Youth soccer thuggery'The hardest job kids face today is learning good manners without seeing any.'
It looks like youth soccer thuggery is not limited to the United States. This article in the British Guardian reports that: boys' and girls' football [soccer] leagues across Britain are in turmoil because of abuse and violence by overwrought parents. Games are being abandoned as referees are assaulted, brawls break out and players are left in tears.
So much for sports as amusement, as a fun activity.
The problem is now so bad that officials who run children's teams have written to hundreds of thousands of parents warning that errant clubs could be fined up to £2,500 [US$4700], or even shut down, because of misbehaviour.
The English soccer federation, The FA, is now investigating around 100 cases in which adults, often parents, abused or attacked players, officials or the parents of youngsters on the opposition team. Parents have been disciplined for getting so excited they end up shouting or swearing at their own child.

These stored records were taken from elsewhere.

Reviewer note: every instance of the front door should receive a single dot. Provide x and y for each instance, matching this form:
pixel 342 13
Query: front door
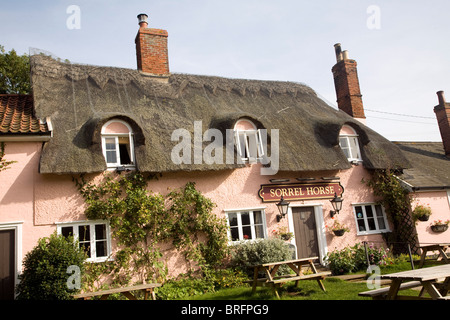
pixel 305 232
pixel 7 264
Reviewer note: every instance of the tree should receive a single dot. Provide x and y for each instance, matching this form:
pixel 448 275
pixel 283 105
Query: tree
pixel 14 72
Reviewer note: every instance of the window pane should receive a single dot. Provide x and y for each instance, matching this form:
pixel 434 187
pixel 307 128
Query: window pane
pixel 247 232
pixel 124 150
pixel 67 231
pixel 252 144
pixel 84 233
pixel 232 218
pixel 111 157
pixel 343 142
pixel 234 234
pixel 360 218
pixel 354 147
pixel 259 231
pixel 86 246
pixel 110 143
pixel 370 218
pixel 257 217
pixel 100 247
pixel 100 232
pixel 380 217
pixel 245 218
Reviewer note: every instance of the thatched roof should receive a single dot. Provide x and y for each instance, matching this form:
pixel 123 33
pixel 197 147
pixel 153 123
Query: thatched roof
pixel 79 99
pixel 430 168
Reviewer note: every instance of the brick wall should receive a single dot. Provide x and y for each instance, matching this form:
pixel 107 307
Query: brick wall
pixel 151 51
pixel 348 93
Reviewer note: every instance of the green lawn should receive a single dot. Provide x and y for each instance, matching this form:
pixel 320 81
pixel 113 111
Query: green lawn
pixel 337 289
pixel 307 290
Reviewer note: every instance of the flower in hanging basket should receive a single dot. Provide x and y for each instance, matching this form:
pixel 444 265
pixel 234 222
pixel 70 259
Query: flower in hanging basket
pixel 421 212
pixel 283 234
pixel 338 229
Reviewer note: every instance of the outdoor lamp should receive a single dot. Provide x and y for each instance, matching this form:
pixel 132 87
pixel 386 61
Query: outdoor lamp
pixel 283 207
pixel 336 202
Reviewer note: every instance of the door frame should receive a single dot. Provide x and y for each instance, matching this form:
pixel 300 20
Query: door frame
pixel 17 227
pixel 320 228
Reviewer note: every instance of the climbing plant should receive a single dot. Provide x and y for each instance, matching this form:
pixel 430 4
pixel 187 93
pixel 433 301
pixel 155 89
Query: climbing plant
pixel 3 163
pixel 397 203
pixel 142 222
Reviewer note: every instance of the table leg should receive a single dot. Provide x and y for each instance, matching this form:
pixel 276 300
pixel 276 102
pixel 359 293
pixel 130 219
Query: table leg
pixel 442 255
pixel 255 279
pixel 445 287
pixel 422 258
pixel 129 295
pixel 431 289
pixel 393 290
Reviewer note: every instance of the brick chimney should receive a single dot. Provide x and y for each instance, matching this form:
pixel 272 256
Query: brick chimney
pixel 346 83
pixel 442 111
pixel 151 49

'Some parents have been banned from attending matches because of their behaviour, such as striking a player or a fellow spectator,' said a spokesman for the FA. 'Very often these parents are competitive and passionate about their football and want their child to do well. Unfortunately they don't understand how their actions can harm their children's progress or enjoyment of the game.'
The spokesman is very diplomatic. These parents are idiots who don't have a clue. In youth sports, if a parent is more upset about how the game unfolds than the player on the field/ice/court, then something is seriously wrong with that parent.
I coach youth soccer. I am competitive. I go into every game hoping my team wins and trying to make it happen. But not at all costs. I'd love to win a lot of games and trophies, but I don't need them to know I'm a good coach. I don't need them to enjoy what I'm doing.

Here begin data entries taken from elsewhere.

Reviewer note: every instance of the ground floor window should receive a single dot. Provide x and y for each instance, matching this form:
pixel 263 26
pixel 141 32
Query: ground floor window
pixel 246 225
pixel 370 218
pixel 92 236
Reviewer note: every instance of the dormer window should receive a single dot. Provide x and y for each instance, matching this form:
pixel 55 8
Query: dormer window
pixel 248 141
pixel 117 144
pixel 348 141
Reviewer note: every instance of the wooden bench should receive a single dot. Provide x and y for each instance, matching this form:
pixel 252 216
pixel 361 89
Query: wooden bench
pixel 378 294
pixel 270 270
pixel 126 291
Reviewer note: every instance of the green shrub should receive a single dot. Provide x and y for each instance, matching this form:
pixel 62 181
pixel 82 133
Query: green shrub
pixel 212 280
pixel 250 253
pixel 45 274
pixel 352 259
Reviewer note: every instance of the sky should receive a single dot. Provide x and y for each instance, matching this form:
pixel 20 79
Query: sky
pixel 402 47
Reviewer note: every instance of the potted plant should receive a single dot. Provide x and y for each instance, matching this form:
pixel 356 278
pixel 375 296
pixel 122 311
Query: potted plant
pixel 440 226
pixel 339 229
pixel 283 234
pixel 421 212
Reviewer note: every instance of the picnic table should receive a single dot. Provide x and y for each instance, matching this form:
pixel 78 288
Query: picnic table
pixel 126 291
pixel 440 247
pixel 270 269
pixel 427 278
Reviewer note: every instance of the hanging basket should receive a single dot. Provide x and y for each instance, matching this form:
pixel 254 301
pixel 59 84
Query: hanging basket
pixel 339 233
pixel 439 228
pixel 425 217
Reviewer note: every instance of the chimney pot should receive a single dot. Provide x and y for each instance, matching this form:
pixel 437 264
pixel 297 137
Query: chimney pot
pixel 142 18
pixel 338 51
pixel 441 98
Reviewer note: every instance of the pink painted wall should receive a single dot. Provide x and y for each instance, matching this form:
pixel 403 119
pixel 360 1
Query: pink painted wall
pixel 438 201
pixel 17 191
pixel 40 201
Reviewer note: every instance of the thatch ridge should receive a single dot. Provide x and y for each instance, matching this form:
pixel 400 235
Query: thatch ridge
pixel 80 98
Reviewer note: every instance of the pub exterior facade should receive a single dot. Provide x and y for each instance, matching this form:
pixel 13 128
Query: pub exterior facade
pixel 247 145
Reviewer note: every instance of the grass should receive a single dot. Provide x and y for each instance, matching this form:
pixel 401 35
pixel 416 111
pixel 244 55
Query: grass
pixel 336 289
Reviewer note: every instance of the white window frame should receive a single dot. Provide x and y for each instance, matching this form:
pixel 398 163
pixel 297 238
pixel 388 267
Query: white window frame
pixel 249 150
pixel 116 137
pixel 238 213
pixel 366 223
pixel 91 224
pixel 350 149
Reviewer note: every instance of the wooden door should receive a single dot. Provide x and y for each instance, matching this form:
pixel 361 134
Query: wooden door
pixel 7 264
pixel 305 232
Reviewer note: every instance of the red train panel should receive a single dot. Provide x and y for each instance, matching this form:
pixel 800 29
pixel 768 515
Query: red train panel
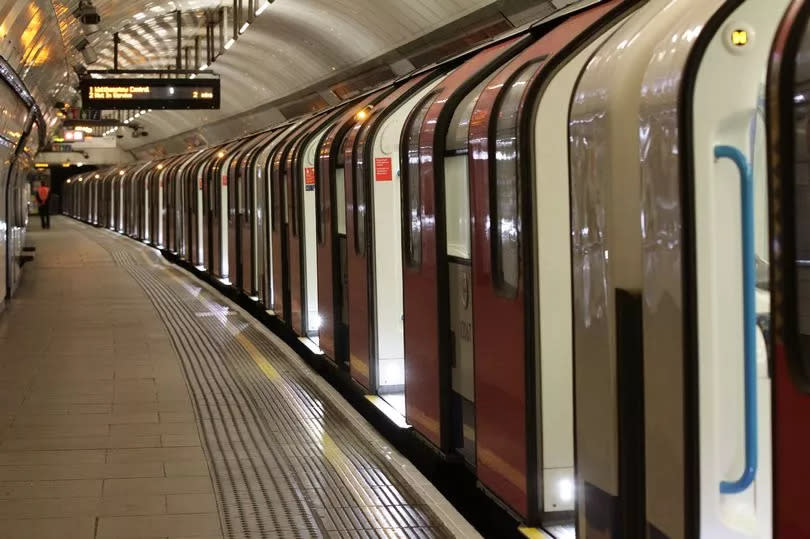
pixel 790 343
pixel 425 280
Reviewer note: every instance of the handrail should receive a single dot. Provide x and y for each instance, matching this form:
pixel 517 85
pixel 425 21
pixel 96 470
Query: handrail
pixel 749 319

Ultimately it's about helping the kids improve as soccer players. As for these nitwit parents without the tiniest shred of perspective, who are trying to live their dreams through their kids or selfishly seek some reflected glory, they are the ones who ruin it for the kids. They are the ones who end up pushing their kids to quit the sport altogether in disgust.
Ice hockey great Ken Dryden once said, "Sports may build character, but more often, it reveals it." He was referring to athletes.
But the sentiment could just as easily apply to their parents.